“To be free is not merely to cast off one’s chains but to live in a way that respects and enhances the freedoms of others.” Nelson Mandela.
If you ever visit South Africa, do yourself a favour and spend a day at the Apartheid Museum in Johannesburg. The beautifully designed building provides a spectacular historical timeline of apartheid’s birth, life, and eventual death. When one walks through the hushed corridors, one is deeply moved, disturbed, as well as incredibly fascinated by the surrounding photographs, museum pieces, newsreels, audio clips, posters and props – all snapshots of what it was like to live under an oppressive social system.
As one reaches the end of the museum, one is faced with a large plaque with a list of about 30 written items. When I visited the museum last year, I looked at this list in silence for sometime before leaving, because one can argue that the entire struggle against apartheid was for the realisation of this very list. It is for these few bulleted points that many anti-apartheid activists stood their ground, and as result were beaten, victimised, held without trial, and sometimes executed.
This list is South Africa’s Bill of Rights
The end of apartheid brought democracy to South Africa, and for the first time an all encompassing Bill of Rights was enshrined in law, ensuring the equality of every individual, regardless of race, gender, age, religious belief or sexual orientation. Various basic rights – such as equality, human dignity, as well as freedom of belief, religion, speech, and association – where for the first time awarded to everyone in this country.

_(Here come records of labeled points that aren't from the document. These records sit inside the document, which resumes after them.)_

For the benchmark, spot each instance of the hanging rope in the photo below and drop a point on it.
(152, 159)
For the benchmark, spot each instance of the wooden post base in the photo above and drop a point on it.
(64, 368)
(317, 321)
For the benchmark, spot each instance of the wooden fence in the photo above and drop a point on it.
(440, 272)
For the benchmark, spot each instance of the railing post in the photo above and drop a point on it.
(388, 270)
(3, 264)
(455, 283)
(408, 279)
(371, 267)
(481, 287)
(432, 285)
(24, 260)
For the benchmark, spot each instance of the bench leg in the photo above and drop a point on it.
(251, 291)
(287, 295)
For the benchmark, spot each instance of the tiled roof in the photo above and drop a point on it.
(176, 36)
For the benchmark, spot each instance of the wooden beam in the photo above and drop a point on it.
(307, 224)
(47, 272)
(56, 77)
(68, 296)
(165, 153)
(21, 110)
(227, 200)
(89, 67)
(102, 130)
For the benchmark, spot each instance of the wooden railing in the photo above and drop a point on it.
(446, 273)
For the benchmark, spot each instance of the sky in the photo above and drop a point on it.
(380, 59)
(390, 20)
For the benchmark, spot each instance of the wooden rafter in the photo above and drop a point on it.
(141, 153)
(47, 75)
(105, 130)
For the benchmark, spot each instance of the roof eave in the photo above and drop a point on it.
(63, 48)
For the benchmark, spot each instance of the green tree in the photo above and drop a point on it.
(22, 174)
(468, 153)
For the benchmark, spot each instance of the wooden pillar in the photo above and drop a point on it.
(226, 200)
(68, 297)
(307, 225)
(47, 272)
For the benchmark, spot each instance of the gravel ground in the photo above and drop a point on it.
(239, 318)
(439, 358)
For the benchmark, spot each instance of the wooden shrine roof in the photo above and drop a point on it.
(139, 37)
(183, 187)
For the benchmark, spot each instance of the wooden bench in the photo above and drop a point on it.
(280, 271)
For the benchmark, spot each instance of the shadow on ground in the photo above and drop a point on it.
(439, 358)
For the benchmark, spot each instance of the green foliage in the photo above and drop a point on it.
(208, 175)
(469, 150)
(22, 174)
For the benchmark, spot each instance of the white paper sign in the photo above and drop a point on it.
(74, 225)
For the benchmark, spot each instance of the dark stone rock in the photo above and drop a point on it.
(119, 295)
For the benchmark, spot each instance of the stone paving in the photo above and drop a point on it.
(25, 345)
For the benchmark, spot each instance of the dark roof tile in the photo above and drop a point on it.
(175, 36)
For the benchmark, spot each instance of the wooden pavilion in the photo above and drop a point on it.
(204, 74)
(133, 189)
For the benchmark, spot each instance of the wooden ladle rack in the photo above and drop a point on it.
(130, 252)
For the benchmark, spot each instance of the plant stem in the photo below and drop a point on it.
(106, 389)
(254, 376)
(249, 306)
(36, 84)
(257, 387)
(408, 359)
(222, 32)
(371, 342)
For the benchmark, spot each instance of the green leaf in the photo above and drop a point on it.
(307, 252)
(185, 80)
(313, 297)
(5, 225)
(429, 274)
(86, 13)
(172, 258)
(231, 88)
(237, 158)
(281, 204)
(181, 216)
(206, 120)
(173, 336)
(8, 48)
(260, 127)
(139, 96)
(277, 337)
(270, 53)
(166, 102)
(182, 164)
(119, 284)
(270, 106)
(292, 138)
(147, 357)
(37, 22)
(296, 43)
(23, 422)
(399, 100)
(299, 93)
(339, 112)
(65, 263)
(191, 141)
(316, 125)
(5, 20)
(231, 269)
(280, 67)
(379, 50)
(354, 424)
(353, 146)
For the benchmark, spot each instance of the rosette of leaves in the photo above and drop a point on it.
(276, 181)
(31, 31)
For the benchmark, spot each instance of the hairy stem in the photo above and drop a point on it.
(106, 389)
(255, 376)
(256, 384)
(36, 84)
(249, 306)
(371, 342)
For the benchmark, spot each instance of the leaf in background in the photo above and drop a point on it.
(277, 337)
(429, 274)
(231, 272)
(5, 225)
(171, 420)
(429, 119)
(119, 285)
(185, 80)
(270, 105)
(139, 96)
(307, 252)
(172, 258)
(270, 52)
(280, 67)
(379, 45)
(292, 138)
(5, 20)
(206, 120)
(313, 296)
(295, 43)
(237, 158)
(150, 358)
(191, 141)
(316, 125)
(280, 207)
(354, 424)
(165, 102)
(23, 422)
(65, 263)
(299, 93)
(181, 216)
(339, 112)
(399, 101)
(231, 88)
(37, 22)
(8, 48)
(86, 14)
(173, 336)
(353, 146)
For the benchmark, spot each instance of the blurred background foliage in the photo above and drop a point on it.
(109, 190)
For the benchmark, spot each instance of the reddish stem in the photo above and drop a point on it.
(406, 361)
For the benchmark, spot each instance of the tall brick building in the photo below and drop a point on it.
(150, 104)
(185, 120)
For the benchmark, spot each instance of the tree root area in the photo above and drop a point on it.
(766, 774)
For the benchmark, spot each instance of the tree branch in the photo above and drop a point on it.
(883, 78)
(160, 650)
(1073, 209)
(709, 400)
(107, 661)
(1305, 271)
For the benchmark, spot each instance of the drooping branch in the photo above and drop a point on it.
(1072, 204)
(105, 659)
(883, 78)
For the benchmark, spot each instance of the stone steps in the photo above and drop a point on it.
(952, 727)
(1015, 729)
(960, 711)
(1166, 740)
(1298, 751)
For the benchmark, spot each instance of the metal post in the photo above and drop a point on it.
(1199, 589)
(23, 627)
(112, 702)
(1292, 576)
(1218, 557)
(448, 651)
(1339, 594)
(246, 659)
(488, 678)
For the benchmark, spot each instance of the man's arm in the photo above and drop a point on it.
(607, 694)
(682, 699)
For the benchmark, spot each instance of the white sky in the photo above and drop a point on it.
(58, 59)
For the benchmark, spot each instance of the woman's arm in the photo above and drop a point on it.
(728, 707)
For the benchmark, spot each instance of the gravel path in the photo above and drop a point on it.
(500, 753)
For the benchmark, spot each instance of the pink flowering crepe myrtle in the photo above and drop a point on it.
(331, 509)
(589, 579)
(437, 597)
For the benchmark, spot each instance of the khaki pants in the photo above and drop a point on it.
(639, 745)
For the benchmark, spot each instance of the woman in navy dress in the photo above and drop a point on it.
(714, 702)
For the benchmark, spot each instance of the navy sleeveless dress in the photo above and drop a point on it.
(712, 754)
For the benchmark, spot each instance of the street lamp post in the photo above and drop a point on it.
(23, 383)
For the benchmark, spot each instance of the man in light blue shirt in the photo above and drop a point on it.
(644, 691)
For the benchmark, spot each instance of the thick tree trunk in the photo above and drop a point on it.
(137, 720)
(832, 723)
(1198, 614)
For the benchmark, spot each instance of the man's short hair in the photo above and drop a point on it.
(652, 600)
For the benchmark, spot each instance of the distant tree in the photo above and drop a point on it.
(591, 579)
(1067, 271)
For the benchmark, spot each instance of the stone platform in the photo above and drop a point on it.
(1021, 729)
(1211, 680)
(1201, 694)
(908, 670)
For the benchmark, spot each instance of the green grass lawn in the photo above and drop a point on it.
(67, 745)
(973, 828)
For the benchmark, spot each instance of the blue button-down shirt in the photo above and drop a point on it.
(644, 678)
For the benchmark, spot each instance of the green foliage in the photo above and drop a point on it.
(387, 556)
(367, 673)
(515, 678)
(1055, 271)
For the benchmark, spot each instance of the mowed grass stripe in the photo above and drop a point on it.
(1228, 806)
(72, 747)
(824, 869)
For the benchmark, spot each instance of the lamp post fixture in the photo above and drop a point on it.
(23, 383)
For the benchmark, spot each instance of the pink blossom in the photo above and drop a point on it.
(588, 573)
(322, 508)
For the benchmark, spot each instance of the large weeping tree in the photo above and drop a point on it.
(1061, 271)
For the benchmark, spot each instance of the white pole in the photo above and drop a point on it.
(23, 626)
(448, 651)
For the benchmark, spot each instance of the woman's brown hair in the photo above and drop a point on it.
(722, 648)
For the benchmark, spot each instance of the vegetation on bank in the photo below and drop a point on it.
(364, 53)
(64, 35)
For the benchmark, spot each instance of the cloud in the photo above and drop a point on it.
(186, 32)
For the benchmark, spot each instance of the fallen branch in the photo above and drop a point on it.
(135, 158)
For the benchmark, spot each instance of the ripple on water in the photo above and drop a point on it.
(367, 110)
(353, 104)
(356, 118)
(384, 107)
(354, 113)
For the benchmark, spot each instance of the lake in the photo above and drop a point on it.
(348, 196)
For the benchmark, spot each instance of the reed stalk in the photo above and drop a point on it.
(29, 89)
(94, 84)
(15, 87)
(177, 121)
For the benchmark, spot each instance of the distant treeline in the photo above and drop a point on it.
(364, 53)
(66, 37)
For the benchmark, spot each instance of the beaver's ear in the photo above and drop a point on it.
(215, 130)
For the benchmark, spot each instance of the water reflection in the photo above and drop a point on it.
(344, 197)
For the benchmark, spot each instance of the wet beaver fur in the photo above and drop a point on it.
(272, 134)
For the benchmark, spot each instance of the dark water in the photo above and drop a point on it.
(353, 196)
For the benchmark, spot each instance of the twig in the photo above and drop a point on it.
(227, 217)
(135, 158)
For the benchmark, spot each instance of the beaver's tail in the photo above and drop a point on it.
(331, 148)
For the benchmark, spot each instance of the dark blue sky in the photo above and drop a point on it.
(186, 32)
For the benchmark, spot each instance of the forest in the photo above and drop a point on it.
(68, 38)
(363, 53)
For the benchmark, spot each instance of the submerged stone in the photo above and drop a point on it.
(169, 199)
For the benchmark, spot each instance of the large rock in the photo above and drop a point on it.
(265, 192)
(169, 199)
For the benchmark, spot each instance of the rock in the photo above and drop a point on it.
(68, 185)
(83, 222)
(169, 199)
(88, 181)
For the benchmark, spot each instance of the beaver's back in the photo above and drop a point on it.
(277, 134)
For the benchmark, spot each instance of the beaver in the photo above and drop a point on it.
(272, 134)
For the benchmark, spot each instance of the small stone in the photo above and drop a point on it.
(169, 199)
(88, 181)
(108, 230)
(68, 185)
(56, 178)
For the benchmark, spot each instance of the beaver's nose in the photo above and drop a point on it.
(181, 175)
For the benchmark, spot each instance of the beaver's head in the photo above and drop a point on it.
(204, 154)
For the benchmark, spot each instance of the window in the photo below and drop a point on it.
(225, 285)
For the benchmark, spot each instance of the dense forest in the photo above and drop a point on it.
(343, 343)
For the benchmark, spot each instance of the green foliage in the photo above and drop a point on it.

It was a magnificent achievement for a nation which at one stage was on the brink of a bloody civil war. I think a common element in the South African psyche is a sort of pride regarding this fact: that we achieved a peaceful revolution through the ballot box; that we are somehow the torch bearers of human rights and democracy. After all, we made it work in circumstances where many others had failed.
But I’m now convinced that South Africa has no right to carry this torch any longer. Over the last few months, townships and informal settlements have erupted in violence, as mobs of South Africans have purged their neighbourhoods of immigrants. This chaos, aroused by a widespread belief that non-South Africans are stealing jobs and are responsible for crime, has resulted in many deaths and thousands of displaced foreigners, and has sent shock waves through South African society, and the world.
One is left wondering in despair: as South Africans, we should know better! Most South Africans should know what it feels like to be singled out and dehumanised because of some personal attribute, let it be skin colour or gender. Most South Africans should know what it feels like to be forcibly removed from their homes, and beaten. As a nation, one would think that we would have learnt from apartheid what the horrors of intolerance can do, and how it can destroy. But it seems as if we have learnt nothing.
I know that the causes of xenophobia are complex, and that many have suggested various reasons to why this has happened. But as I watch the violence unfolding in the news, displaced families – who have lost everything – seeking refuge at police stations and churches, I cannot see how South Africans can be proud of their democracy.
I’m ashamed of calling myself a South African.